一行人越走越偏,一路上伯邑考试图跟村人打听,又跟滑竿上端坐的披红戴绿的老人们搭话,多方询问之后,哪怕村人遮遮掩掩,聪明的伯邑考也渐渐明白了一切。
应彪在旁边听着,也差不多知道了背后的隐情,不禁兴致缺缺,还以为能跟什么有本事的精怪对战练练手呢。
山脚转眼就到,依山而建的野庙十分简陋,是由几块石头搭成的石头庙,里面供奉的神仙是一个手脚像藕节一样圆润的儿童神,坐在似猫似虎的小兽身上,眼睛被一道布帛遮住,浑身贴着字符古怪歪曲的黑色符咒,看来这就是村民口中的孝灵儿。
庙宇旁边有一块颜色很深的黑土地,有几处隆起的小土包,有的土包被山洪冲散露出细小的骨节,这块地和庙宇的其他地方泾渭分明,几个大大小小的孝灵儿简陋的雕像隔开了山路和坟地,每个雕像前都有几簇燃烧过的深黑色印记。
众人路过野庙而不入,只留下几个人在路边的孝灵儿石雕旁边烧了点纸钱,便径直向山里走去,他们熟门熟路的找到了一个山脚下的洞穴,一个头上戴花的庙祝敲着锣鼓,大声朝洞口大喊:“孝子孝灵儿,来接亲人喽!”
众人办完仪式之后,留下了身上背的,杆子上抬的老人们,有说有笑的往回走了。也有人偷偷摸摸的回来给老人塞了点干粮,更多的人就像是丢掉了一个大包裹,头也不回的离开了。
有中年人临走前,友善的劝着这一行看热闹的外来人:“快走吧,天快黑了,这里天黑很危险嘞。”
伯邑考苦笑着感谢了对方了善意,回头一看,老人们已经排着队进入了洞穴中。
应彪凑到伯邑考身边问道:“你看出点什么了没?”伯邑考点点头:“你也看出来了。”
应彪耸了耸肩:“早有预料吧,村人把那么多婴孩杀了,不生出婴灵才怪。原来东边一块西边一块随便乱丢,出了些邪事之后害怕了,又挖回来重新埋,弄出个庙来拜祭。全在情理之中,只不过后续发展倒是挺天才,实在少见。”应彪语气中带着赞赏,听上去幸灾乐祸极了,“给婴灵取个名字叫孝灵儿,还真以为他们能当孝子顺女了?笑死我了,哈哈哈哈!”
伯邑考带着众人跟在老人身后,叹息道:“西岐治下出现如此人伦惨剧,是我们姬家做的还不够。
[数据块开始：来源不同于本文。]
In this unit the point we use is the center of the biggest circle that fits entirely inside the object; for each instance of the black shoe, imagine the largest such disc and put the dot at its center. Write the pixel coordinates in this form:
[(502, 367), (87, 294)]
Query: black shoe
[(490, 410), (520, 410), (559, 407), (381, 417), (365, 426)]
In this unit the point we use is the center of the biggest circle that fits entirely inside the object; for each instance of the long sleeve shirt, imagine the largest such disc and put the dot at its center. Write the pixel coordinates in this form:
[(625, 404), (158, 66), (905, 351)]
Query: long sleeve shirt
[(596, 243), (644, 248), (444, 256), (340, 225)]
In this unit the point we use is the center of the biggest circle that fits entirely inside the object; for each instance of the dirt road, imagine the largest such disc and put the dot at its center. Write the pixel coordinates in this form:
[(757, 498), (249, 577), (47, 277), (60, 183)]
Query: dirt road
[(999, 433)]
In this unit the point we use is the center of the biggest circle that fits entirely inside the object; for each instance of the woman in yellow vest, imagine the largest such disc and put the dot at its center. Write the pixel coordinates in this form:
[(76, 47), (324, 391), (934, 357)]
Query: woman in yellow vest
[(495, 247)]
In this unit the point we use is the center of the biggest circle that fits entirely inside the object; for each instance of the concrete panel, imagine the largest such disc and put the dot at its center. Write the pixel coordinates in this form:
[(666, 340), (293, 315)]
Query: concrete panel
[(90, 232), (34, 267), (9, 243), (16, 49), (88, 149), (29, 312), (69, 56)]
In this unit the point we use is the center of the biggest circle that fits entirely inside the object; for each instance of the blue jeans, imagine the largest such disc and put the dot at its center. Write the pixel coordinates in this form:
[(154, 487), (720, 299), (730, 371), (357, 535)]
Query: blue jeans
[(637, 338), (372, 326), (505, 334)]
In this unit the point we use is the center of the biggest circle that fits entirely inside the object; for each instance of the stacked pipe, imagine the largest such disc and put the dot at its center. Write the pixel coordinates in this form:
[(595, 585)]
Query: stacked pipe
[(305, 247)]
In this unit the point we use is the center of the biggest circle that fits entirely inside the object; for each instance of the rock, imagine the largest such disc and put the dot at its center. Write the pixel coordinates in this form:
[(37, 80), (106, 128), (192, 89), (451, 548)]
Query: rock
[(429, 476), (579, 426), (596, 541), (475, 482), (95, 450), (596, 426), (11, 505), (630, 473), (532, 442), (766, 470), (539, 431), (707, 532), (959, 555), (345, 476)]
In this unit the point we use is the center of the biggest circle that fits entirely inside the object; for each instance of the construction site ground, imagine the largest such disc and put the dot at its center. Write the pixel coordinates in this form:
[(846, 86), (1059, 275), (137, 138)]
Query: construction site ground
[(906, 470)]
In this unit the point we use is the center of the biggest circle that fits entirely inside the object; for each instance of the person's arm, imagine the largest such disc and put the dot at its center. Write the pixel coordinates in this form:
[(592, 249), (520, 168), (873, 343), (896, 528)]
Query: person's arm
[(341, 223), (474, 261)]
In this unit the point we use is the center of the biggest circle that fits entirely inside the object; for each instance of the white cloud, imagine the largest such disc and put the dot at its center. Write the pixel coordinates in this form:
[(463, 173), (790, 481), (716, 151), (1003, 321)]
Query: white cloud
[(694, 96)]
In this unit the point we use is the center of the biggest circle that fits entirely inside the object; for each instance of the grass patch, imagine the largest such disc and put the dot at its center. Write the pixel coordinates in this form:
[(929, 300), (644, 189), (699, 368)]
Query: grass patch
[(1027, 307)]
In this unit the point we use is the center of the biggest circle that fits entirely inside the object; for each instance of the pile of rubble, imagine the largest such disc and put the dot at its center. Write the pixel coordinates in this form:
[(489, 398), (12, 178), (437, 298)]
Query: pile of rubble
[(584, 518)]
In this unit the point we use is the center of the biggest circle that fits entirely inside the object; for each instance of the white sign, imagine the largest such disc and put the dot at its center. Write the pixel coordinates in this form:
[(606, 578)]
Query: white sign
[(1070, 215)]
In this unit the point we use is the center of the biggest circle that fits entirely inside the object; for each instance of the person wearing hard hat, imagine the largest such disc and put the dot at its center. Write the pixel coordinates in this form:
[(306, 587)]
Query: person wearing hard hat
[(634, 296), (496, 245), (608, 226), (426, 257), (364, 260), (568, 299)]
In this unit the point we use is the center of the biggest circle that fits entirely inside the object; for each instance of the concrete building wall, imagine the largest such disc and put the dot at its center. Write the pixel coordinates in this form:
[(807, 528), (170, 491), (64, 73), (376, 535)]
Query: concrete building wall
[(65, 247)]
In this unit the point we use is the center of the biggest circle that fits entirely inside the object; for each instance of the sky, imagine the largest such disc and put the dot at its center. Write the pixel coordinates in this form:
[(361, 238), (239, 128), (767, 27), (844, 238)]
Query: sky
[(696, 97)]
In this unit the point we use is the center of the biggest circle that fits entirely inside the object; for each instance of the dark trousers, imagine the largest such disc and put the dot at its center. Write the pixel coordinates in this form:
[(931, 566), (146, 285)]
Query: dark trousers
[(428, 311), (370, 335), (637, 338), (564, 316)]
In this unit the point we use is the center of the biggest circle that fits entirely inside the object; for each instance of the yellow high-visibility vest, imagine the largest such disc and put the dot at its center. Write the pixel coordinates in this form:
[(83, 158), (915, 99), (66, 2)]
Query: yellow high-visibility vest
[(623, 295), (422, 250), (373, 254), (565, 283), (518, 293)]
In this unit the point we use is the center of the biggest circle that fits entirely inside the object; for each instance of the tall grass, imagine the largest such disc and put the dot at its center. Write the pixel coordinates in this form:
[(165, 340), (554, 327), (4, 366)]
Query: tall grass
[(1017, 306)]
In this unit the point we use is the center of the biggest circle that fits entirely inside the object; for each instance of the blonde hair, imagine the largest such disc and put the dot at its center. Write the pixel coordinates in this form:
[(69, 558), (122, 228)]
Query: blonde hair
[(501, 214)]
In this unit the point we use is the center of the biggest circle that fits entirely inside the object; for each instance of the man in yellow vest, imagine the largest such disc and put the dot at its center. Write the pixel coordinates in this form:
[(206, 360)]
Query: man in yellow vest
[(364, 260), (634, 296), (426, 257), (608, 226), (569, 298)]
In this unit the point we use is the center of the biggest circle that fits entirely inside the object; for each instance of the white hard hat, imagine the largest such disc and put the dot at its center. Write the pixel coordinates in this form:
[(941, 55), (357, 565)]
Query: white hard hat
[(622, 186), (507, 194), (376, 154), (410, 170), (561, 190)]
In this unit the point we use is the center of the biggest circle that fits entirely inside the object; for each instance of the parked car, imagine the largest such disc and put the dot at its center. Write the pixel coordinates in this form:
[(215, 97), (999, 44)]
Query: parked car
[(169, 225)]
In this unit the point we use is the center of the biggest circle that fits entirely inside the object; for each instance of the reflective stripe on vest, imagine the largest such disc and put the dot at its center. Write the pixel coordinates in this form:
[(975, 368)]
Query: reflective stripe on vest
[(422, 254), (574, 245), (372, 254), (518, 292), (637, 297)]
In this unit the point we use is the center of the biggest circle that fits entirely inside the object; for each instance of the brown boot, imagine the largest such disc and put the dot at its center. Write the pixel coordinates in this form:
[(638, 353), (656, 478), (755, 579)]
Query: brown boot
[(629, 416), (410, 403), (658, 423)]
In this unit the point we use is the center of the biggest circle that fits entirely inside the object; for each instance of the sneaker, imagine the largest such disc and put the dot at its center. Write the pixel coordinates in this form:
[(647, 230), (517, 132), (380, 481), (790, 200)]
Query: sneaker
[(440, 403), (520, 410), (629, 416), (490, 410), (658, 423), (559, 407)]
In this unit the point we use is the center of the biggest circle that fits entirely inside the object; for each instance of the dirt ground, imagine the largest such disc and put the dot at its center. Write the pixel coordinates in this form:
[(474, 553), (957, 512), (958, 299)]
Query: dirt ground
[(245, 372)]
”
应彪举起火把,抢在伯邑考面前,回头道:“又来了,这又关你什么事儿!他们还把老人送给婴灵当口粮,如果说杀孩子是迫不得已,毕竟多一个孩子多吃好多年的饭,杀老人总不能说是被逼的吧?每家里也就一两个老人,能多吃几口饭?”
应彪挥舞着火把烧掉头顶的蜘蛛网,语气里带着不以为然道:“瞧你们这如丧考批的样子,有什么想不通的,小孩生几个也就够了,多了分家里的财产。老人更是活得久成了祸害,除了吃饭没什么大用。家里的青壮年可以抢水源,多种田,牺牲这些人保住家里的顶梁柱,不是很应该的事情吗?”
应彪的话听得一行人直皱眉,但是一时之间竟然不知道怎么反驳,在这多灾之年,多一张嘴可能全家人都活不下去了,他们实在也做不到高高在上的指责这些面朝黄土背朝天的农民的选择。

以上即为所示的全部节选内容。